It’s Friday, September 4, and Portuguese youth activists are suing Europe for its role in climate change.
Youth activists from Portugal filed the first-ever climate change lawsuit in the European court of human rights this week, demanding that 33 European countries take bigger steps to curb climate change. The plaintiffs allege that by failing to drastically cut emissions, governments are discriminating against young people and violating their physical and psychological well-being. The crowdfunded lawsuit, filed by four children and two young adults, is the latest of more than 1,300 climate-related lawsuits filed worldwide since 1990.

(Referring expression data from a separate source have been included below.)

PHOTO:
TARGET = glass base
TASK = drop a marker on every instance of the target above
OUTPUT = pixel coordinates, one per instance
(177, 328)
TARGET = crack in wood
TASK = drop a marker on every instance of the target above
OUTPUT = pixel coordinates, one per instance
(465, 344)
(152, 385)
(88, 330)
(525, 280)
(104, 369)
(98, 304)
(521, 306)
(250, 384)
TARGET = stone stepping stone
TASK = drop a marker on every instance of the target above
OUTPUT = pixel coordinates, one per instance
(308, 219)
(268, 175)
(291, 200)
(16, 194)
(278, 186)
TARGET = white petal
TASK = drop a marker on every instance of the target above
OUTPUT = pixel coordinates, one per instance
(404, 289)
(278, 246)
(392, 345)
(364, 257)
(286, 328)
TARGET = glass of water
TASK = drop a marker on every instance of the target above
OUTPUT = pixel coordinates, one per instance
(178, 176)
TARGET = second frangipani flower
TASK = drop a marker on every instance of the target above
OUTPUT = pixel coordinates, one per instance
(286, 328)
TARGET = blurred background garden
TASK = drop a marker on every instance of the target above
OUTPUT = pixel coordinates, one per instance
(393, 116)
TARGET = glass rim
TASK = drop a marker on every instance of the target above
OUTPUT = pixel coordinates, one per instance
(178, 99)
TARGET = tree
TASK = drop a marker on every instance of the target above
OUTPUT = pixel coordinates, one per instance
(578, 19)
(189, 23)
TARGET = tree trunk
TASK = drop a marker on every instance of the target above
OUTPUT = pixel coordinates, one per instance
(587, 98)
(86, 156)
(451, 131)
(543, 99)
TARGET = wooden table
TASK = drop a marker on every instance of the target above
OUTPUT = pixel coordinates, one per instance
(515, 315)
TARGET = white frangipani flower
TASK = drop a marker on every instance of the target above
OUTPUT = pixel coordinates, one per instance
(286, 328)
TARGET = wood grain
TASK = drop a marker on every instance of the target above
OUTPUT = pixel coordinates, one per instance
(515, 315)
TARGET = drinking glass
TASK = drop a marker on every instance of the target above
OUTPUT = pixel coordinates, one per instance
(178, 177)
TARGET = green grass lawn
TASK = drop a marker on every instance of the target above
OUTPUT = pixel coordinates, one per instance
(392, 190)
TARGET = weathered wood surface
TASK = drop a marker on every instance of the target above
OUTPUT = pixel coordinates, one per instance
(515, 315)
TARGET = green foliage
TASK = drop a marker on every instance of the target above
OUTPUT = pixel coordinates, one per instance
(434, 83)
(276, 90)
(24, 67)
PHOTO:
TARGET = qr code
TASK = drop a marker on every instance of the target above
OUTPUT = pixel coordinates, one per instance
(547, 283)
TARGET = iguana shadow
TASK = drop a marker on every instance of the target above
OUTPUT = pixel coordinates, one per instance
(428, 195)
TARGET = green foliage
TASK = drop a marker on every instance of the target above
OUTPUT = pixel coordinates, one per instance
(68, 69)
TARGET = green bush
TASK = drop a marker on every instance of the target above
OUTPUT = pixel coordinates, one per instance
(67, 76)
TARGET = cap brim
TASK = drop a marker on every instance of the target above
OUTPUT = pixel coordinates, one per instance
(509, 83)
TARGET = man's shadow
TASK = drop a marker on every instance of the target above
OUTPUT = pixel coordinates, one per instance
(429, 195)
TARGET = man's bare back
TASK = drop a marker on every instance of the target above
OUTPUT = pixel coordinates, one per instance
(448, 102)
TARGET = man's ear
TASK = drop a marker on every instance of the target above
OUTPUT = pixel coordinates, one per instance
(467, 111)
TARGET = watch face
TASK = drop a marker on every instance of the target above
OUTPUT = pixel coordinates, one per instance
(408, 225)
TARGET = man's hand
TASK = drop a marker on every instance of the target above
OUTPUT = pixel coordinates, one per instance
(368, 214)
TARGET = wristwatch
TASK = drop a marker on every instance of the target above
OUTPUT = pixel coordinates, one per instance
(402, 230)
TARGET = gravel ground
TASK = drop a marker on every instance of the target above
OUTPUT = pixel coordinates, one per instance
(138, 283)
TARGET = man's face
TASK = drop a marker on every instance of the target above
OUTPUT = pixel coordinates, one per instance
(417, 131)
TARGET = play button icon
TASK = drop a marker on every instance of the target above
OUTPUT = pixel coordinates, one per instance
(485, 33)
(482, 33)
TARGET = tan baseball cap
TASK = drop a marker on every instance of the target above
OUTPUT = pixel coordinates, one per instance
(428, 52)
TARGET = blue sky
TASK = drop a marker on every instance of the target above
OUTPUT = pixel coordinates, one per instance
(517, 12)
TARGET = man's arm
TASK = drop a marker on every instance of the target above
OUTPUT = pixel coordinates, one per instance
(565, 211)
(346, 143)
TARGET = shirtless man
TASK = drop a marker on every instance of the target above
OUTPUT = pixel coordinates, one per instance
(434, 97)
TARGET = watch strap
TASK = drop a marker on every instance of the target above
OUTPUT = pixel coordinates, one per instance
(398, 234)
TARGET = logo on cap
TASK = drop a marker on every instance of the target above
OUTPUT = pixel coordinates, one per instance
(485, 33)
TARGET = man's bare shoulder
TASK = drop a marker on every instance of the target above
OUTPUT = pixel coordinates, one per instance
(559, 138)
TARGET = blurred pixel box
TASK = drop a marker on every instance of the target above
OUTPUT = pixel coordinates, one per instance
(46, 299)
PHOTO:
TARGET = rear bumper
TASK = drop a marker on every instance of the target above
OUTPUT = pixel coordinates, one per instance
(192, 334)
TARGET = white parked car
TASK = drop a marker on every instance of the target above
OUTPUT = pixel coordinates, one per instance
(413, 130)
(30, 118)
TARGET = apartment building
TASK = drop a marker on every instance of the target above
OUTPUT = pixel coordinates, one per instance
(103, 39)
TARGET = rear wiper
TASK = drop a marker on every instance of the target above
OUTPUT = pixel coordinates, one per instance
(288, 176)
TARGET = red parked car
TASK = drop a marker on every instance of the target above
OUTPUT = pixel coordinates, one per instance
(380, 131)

This case is distinct from previous climate lawsuits due to the scale of the potential ruling. Gerry Liston, a legal officer from Global Legal Action Network, a nonprofit supporting the case, told the Guardian, “This is the most countries ever taken to a regional court in a climate change case. If we win, it will have a very significant effect throughout Europe.”
Sofia Oliveira, a 15-year-old plaintiff in the case, said that climate change gives her anxiety about the future. “We have seen unbearable heat waves that cause water shortages and damage food production, and violent wildfires that give us anxiety and make us afraid to travel through our country’s forests,” Oliveira told the Guardian. “If we already see these extremes in 2020 what will the future be like?”
Californians may need to spend Labor Day weekend indoors. A dangerous heat wave is expected all weekend with forecasted high temperatures well above 100 degrees F in many areas. The heat wave will increase the risk for heat illness, as well as more fires and power outages, according to the National Weather Service.
President Trump signed a legally questionable memo on Thursday that threatens to withhold federal funding from “anarchist jurisdictions” — cities that have disempowered or defunded their police departments. One potential consequence is a restriction on federal dollars for cleaning up toxic Superfund sites. The backlog of Superfund cleanup projects that have gone unfunded has already tripled under Trump.
The official death toll from Hurricane Laura in Louisiana has risen by two to a total of 19 deaths. The two latest victims, who both lived in Rapides Paris, about two hours north of Lake Charles, were killed not by the storm itself but by being stranded without electricity during the severe heat wave that followed. At least four other people died from the same causes.